[ot][spam][crazy][personal] morning journal maybe

Sat Jun 3 10:10:13 PDT 2023

i ended up being able to spend time at a cool algorithmic challenge
inside the self-attention functions of transformer models

i went through it and through it and figured about keys and queries and values

then i had a discouragement and the habits spread it to the
imhobitions around the puzzle and it got abandoned right now, but it
was still lots of fun

i was using a github repo called picogpt to experiment with idempotent
mutations of self-attention, which first meant learning about the
function itself

i haven’t studied it so i don’t know what it’s formally about quite.
i’m mentally modeling the embeddings that flow through transformer
layers as representing the log probabilities of properties held by
each token that are useful for the model.

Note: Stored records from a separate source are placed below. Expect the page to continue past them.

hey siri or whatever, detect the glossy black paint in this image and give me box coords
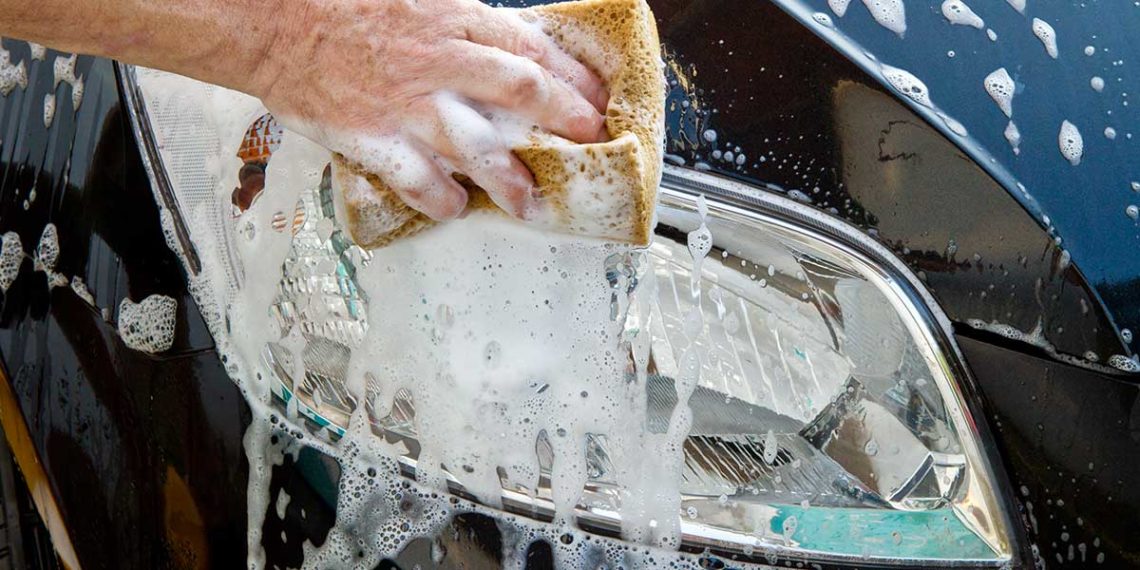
[0,2,1137,569]
[783,0,1140,347]
[0,50,250,567]
[958,331,1140,568]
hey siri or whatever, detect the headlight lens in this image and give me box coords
[123,65,1013,567]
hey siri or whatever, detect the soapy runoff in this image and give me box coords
[133,0,695,566]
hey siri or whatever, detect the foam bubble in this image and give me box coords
[70,276,95,306]
[43,93,55,128]
[1091,76,1105,92]
[861,0,907,36]
[812,12,834,27]
[880,64,931,107]
[828,0,852,16]
[1006,0,1026,14]
[0,47,27,95]
[983,68,1015,118]
[0,232,23,292]
[1032,18,1058,59]
[1108,355,1140,373]
[33,224,59,273]
[71,76,84,112]
[1105,127,1117,140]
[27,41,45,61]
[117,294,178,353]
[1004,121,1022,155]
[941,0,984,29]
[1058,120,1083,166]
[1084,45,1096,56]
[52,54,76,88]
[987,28,997,42]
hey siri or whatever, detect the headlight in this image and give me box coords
[122,65,1015,567]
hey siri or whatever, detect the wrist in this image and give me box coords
[246,0,310,103]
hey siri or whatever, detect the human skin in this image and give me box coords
[0,0,609,219]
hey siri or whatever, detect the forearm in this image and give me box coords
[0,0,285,96]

the multi-headed self attention mechanism as implemented in picogpt
appears to break each of these embeddings into groups (“heads”) and
process them in parallel — this likely reduces ram usage significantly
maybe under the assumption that there is as much meaning as there is
groups that is not interdependent.

the properties (broken into heads) seem to be processed differently
depending on the tokens. usually when training, all tokens are
predicted, but you can for example mutate the function to only predict
the final token (for inference) and then the matmul is O(N) instead of
O(N^2).

the conventional function is something like softmax((final_x @ q) @
(all_x @ k).T) @ (all_x @ v)
where:
- softmax is exp(x)/sum(exp(x)) i.e. an arithmetically normalized
exponentiated vector
- q is a trained linear transform (a matrix and an offset) that
appears to be used to select the properties that are of interest for
predicting the next token
- k is a trained linear transform that appears to be used to select
the properties that are specific to each token for comparing with q’s
output
- v is a trained linear transform that appears to be used to select
the possible new information a token can provide

so the q and k products are matmul’d and exp’d, and i’m guessing this
produces a probability vector of scalar reals over the tokens relating
to how much their properties are relevent for picking a new one. since
the final matmul multiplies this by v for all the tokens.